TRENTON – State Sen. Richard J. Codey (D-Essex) today called for action on legislation he has sponsored that would increase penalties for using a cell phone while driving. This comes a week after the National Transportation Safety Board (NTSB) called for a nationwide ban on the use of cell phones and text messaging devices while driving. It is the most stringent recommendation yet made by the NTSB on this issue.
“In light of the NTSB’s recent announcement, it would only make sense that we move to get this legislation passed and signed into law,” said Codey. “There is now no question that texting and the use of handheld cell phones while driving are more dangerous than being intoxicated while behind the wheel. We had an all out, full fledged crusade to stop drunk driving, and rightfully so. But now it is time we put the same kind of effort into stopping texting and using a handheld cell phone while driving.”
The bill, S-2181, would put in place a graduated penalty structure for repeat offenders who violate the state’s hands-free cell phone law more than once in a ten-year period – a motor vehicle violation that, under current law, carries a $100 fine for first and subsequent offenses. Under the bill as amended, first-time offenders would have to pay a fine of $200. Drivers convicted of a second offense within 10 years of the first would have to pay a fine of $400, and drivers convicted of a third and subsequent offenses within 10 years of the first would have to pay a fine of $600 and face driver’s license suspension of up to 90 days.
A 2009 report by Car and Driver Magazine showed that a 37-year-old test subject took 0.56 seconds to hit the breaks when driving sober.

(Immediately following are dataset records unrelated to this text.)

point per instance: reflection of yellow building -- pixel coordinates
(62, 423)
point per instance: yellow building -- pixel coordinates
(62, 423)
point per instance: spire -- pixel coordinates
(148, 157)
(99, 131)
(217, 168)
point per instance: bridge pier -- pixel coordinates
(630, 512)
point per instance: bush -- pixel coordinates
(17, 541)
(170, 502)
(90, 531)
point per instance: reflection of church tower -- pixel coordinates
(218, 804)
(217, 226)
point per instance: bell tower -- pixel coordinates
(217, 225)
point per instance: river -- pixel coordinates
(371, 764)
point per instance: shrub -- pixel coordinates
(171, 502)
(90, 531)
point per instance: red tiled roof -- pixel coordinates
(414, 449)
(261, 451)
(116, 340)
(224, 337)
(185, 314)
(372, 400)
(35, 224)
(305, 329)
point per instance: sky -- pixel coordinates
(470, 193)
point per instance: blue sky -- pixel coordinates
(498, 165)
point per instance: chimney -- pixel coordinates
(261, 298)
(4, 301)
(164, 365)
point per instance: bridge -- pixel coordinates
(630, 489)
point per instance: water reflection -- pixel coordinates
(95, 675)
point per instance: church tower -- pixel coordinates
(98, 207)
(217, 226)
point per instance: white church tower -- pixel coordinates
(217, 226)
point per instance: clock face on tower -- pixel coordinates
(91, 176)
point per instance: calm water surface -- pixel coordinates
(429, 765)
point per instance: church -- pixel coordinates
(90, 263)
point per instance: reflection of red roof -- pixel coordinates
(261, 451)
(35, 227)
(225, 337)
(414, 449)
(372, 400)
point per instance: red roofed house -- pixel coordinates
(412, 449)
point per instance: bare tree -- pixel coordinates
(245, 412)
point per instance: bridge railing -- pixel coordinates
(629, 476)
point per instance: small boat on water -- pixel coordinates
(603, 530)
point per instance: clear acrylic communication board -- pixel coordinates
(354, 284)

He slowed down by 0.04 seconds when intoxicated, traveling an extra four feet in a vehicle moving at 70 mph. When reading an e-mail, he took an extra 0.35 seconds (add 36 feet) and an extra 0.68 seconds while sending a text message (add 70 feet).
A study by the Transport Research Laboratory showed that reaction times were 35% worse for drivers sending a text message, as opposed to 12% worse for those at the legal limit of intoxication and 21% worse for those under the influence of cannabis. A study prepared by the Virginia Tech Transportation Institute found that text messaging took drivers’ focus away for 4.6 seconds, and a Clemson University simulator study found that text messaging and using an iPod caused drivers to leave their lanes ten percent more often.

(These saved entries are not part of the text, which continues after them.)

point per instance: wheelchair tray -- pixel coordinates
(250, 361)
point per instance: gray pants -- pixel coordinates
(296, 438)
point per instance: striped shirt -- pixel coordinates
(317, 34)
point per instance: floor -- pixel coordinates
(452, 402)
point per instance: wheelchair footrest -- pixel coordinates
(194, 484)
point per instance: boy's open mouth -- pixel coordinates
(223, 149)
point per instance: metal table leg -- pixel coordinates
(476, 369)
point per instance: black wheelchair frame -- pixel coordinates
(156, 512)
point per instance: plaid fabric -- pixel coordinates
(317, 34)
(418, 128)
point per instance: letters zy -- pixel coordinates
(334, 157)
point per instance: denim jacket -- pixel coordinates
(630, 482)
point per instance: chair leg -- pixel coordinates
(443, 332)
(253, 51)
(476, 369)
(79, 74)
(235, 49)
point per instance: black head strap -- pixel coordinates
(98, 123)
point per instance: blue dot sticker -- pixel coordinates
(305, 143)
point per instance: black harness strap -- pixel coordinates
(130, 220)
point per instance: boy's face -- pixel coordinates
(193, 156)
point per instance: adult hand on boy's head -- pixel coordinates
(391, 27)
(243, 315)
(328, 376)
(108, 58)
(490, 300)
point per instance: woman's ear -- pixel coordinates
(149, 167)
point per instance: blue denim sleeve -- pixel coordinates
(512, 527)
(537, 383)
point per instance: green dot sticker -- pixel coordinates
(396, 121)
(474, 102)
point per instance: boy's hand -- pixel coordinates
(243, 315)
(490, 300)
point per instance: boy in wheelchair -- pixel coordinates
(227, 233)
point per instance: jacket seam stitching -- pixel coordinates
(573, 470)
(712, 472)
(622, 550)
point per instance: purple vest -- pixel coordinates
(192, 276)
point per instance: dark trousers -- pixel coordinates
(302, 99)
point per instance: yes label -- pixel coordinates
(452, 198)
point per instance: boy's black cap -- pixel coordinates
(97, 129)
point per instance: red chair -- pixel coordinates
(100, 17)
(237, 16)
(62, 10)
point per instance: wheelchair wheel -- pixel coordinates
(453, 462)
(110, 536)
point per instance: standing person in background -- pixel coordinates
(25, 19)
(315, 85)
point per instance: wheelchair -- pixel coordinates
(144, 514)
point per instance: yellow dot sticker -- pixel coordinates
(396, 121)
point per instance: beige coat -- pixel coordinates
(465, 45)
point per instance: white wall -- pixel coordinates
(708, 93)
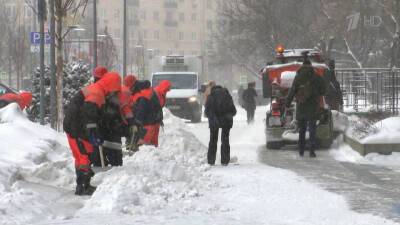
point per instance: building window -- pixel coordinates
(156, 15)
(194, 36)
(209, 24)
(209, 4)
(116, 14)
(169, 35)
(144, 34)
(117, 33)
(182, 17)
(143, 15)
(104, 13)
(157, 35)
(169, 16)
(181, 35)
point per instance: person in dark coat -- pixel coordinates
(249, 101)
(147, 110)
(307, 88)
(116, 119)
(81, 124)
(220, 111)
(333, 95)
(23, 99)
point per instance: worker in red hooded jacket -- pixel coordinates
(116, 118)
(81, 122)
(24, 99)
(99, 72)
(148, 111)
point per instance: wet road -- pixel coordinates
(367, 188)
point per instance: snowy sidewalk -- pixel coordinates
(255, 193)
(367, 188)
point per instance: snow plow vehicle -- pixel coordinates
(281, 126)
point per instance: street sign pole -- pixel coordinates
(94, 34)
(53, 93)
(41, 17)
(125, 41)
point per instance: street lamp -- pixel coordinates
(79, 39)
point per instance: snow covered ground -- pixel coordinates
(169, 185)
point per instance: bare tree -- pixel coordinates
(362, 32)
(13, 43)
(108, 54)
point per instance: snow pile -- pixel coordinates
(36, 167)
(77, 74)
(386, 131)
(154, 178)
(30, 155)
(345, 153)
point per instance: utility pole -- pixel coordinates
(125, 41)
(94, 34)
(53, 92)
(41, 18)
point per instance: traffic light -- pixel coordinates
(42, 10)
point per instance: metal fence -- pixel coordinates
(370, 89)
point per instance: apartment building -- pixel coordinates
(159, 27)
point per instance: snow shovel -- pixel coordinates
(103, 165)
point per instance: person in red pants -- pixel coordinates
(99, 72)
(148, 113)
(82, 117)
(24, 99)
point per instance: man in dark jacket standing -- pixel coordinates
(333, 95)
(307, 88)
(220, 111)
(81, 124)
(249, 101)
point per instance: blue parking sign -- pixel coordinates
(35, 38)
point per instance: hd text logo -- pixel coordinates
(368, 21)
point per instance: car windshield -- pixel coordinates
(178, 81)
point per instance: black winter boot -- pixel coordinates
(83, 186)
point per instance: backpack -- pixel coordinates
(156, 109)
(304, 92)
(223, 102)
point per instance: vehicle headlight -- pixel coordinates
(192, 99)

In addition, a study recently released by the American Journal of Public Health noted that, if not for texting while driving, the number of deaths caused by distracted driving would have dropped every year from 2002 to 2007, from 4,611 deaths nationwide in 2001 to 1,925 in 2007. Instead, the study found a 19 percent increase in auto fatalities for every 1 million additional cell phone subscribers, and an increase to 5,870 deaths caused in 2008 due to distracted driving.
“I hope that the Assembly can move on this bill before the current Legislative session is over and that Governor Christie will sign it as soon as it lands on his desk. It has been a year since it passed in the Senate and any further delay will only cause more risk for people on the road,” said Codey.
S-2181 passed the Senate on Dec. 20, 2010 by a vote of 30-7. It is currently before the Assembly Budget Committee.